Chapitre trois : L’insurrection de l’immanence

Introduction

La confrontation de l’homme avec l’Histoire n’a donc rien d’une expérience réductrice, mais elle fait jouer à plein les facultés imaginatives, affectives et perceptives, pour ce qu’elle ouvre le monde et le rénove. Les personnages convoqués par ce mouvement d’alerte font alors une expérience qui n’est ni celle de la collectivité ni celle des références nationales et patriotiques. Bien au contraire, tout se passe comme si la subjectivité était à la fois exaltée et effacée dans la rumeur du monde, au point de se livrer à une véritable traversée des apparences. Ce n’est donc pas d’héroisme qu’il faut ici parler.

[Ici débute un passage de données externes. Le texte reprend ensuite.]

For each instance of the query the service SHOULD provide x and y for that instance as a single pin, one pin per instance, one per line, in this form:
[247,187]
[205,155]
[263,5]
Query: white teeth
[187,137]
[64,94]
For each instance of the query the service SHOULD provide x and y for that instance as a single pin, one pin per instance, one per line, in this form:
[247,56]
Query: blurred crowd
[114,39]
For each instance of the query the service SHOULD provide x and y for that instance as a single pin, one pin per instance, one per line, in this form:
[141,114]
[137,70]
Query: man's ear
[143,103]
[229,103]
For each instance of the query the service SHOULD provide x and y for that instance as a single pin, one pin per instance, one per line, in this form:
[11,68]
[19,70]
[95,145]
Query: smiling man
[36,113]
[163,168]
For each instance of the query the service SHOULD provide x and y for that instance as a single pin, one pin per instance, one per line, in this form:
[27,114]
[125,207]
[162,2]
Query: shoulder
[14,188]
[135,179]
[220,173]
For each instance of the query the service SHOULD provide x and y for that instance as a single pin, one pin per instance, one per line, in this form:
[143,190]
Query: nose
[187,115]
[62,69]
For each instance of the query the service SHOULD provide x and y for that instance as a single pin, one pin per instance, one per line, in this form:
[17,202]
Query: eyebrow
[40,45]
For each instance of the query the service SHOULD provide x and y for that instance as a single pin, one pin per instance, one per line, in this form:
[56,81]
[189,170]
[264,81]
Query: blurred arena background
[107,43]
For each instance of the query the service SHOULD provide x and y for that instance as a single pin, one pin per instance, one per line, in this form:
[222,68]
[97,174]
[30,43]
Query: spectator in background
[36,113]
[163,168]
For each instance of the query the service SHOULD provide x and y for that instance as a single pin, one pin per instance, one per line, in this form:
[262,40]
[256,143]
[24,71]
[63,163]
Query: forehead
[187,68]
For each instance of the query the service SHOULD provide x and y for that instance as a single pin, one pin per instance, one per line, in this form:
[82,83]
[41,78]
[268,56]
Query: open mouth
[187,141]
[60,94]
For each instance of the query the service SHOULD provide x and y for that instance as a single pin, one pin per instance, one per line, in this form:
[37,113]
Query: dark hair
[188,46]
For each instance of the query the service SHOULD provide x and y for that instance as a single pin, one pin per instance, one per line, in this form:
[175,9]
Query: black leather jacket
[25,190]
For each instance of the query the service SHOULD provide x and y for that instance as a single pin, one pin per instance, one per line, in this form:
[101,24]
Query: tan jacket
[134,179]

Aldo est sans doute, de tous les personnages jetés dans l’élan de l’Histoire, celui qui s’apparente le plus à une telle figure du héros, mais sa quête est pourtant d’une tout autre nature que celle de la gloire militaire ou de la puissance politique, et , comme il le découvre tardivement, c’est presque malgré lui qu’il se trouve momentanément érigé dans la posture de l’agent grâce auquel tout devient possible. De la même manière, et même beaucoup plus nettement, Grange apparaît comme un déserteur tenant son poste. Face à la menace de la guerre imminente, son attitude est celle d’un homme qui recherche les puissants recours de l’immémorial et cherche à se fondre au monde élémentaire de la forêt en souhaitant contre toute logique que rien n’arrive ou que la guerre ne se déchaîne que pour contourner en l’oubliant l’île sauvage que devient pour lui le balcon des Falizes. Ce monde hors du temps est donc travaillé de l’intérieur par des forces contradictoires qui communiquent à la subectivité un état mixte de malaise et d’émerveillement. Porte ouverte sur les périls, la situaiton historique donne également accès, mais secrètement, à une autre forme d’expérience qu’on pourrait appeler celle de l’immanence troublée, où les valeurs de la vie immédiate sont à la fois combattues et intensifiées par ce qu’elles cherchent à éviter et repousser.